Arteries carry blood from your heart to the rest of your tissues. Veins return blood from the rest of your body to your heart, so the blood can be recirculated. To return blood to your heart, the veins in your legs must work against gravity.
Muscle contractions in your lower legs act as pumps, and elastic vein walls help blood return to your heart. Tiny valves in your veins open as blood flows toward your heart then close to stop blood from flowing backward.
Causes of varicose veins can include:
- As you get older, your veins can lose elasticity, causing them to stretch. The valves in your veins may become weak, allowing blood that should be moving toward your heart to flow backward. Blood pools in your veins, and your veins enlarge and become varicose. The veins appear blue because they contain deoxygenated blood, which is in the process of being recirculated through the lungs.
- Some pregnant women develop varicose veins. Pregnancy increases the volume of blood in your body, but decreases the flow of blood from your legs to your pelvis. This circulatory change is designed to support the growing foetus, but it can produce an unfortunate side effect — enlarged veins in your legs. Varicose veins may surface for the first time or may worsen during late pregnancy, when your uterus exerts greater pressure on the veins in your legs. Changes in your hormones during pregnancy also may play a role. Varicose veins that develop during pregnancy generally improve without medical treatment three to 12 months after delivery.
These factors increase your risk of developing varicose veins:
- The risk of varicose veins increases with age. Aging causes wear and tear on the valves in your veins that help regulate blood flow. Eventually, that wear causes the valves to allow some blood to flow back into your veins where it collects instead of flowing up to your heart.
- Women are more likely to develop the condition. Hormonal changes during pregnancy, pre-menstruation or menopause may be a factor because female hormones tend to relax vein walls. Taking hormone replacement therapy or birth control pills may increase your risk of varicose veins.
- Family history. If other family members had varicose veins, there’s a greater chance you will too.
- Being overweight puts added pressure on your veins.
- Standing or sitting for long periods of time. Your blood doesn’t flow as well if you’re in the same position for long periods.
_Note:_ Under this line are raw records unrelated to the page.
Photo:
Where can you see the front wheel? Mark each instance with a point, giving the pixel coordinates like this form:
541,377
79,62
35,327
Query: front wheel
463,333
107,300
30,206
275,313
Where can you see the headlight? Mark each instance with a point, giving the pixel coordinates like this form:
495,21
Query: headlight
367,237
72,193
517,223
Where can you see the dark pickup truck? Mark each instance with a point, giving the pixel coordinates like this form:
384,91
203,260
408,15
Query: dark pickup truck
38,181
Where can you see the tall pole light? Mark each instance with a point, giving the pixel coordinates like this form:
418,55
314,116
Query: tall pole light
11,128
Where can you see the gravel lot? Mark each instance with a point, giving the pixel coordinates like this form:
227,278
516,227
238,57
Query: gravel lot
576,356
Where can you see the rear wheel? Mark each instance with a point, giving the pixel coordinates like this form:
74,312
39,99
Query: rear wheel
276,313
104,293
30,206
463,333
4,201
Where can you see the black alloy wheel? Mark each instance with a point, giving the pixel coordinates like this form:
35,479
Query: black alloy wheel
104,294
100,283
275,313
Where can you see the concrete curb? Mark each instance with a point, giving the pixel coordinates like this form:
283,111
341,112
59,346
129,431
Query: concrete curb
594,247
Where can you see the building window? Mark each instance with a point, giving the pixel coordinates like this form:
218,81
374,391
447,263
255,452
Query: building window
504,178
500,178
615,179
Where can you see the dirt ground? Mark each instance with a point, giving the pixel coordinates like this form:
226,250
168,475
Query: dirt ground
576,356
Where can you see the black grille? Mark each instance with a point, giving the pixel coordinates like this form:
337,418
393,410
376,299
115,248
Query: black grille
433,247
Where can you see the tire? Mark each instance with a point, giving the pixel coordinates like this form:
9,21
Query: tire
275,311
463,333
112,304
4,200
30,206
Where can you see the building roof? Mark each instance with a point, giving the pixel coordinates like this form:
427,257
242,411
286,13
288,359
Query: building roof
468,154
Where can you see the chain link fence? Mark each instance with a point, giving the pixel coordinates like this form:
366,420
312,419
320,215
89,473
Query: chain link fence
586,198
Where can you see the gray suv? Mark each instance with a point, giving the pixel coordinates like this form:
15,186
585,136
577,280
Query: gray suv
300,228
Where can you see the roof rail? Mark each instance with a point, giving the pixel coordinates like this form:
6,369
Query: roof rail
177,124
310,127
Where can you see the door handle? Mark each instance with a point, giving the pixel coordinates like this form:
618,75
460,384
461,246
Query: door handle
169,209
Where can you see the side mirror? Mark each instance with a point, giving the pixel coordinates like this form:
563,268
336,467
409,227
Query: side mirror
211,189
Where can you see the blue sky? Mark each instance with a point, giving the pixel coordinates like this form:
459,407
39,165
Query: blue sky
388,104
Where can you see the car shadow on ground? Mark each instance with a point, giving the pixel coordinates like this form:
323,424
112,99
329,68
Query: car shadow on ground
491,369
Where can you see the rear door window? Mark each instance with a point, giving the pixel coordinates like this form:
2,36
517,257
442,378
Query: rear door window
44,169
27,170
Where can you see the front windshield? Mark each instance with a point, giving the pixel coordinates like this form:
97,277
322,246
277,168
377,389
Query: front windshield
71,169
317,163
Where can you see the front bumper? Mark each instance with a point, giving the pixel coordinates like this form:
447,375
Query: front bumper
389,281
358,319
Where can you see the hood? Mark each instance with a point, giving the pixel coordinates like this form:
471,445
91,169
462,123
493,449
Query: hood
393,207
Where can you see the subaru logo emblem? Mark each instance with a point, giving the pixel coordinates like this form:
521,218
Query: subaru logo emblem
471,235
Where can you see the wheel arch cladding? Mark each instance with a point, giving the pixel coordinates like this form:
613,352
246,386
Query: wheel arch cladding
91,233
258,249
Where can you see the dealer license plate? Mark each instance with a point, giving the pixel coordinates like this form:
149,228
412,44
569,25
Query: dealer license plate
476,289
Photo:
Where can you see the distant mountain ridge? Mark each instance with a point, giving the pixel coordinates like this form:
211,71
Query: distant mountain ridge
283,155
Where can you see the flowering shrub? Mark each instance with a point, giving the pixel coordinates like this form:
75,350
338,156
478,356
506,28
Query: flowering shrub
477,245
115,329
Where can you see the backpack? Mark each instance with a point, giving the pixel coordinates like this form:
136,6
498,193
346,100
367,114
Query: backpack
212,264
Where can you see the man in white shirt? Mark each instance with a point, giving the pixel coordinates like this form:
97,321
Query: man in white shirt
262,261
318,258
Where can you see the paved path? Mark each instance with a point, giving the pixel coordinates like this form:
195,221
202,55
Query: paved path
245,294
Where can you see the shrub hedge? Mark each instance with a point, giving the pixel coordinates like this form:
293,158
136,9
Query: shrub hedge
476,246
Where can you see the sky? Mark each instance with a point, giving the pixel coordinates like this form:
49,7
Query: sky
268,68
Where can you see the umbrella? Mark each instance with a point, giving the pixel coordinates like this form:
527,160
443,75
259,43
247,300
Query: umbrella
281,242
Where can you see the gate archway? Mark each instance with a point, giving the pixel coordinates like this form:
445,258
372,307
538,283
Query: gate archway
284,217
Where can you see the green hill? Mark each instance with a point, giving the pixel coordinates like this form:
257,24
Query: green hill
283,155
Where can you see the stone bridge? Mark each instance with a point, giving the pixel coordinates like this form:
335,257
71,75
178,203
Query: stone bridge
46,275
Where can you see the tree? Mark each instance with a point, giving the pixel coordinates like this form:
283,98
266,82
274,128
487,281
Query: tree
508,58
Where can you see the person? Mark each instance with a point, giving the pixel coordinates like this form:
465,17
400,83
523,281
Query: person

This procedure involves injecting sclerosant through a tiny needle, very superficially into the veins, causing the lining of the vein to swell and clot. There is usually minimal discomfort with the treatment due to the needle being so small.
Microsclerotherapy is a relatively quick procedure and most people can resume normal activities, including driving, on the same day.
Over the course of several weeks following your treatment, you may feel the veins are more pronounced and infection sites may feel slightly itchy. This is quite common and will fade over time. It is also possible you may need to schedule further treatments as some patients will require 2 to 6 treatments of 4-8 week intervals.
Varicose vein treatment, also known as endovenous ablation, uses radiofrequency or laser energy to cauterize and close varicose veins in the legs. It may be used for cosmetic purposes, but it is most commonly used to help ease varicose vein related symptoms such as aching, swelling, skin irritation, discolouration or inflammation. Endovenous ablation is safe, less invasive than conventional surgery, and leaves virtually no scars.
Ultrasound is used to visualize the varicose vein. A laser fiber or radiofrequency electrode is advanced to the desired location within the vein through an IV. Local anaesthesia is injected to collapse the vein around the laser and act as an insulation for the heat of the radiofrequency or laser energy. Laser or radiofrequency energy is then applied, heating the vessel and causing it to close. Following the procedure, the faulty vein will shrink and scar down.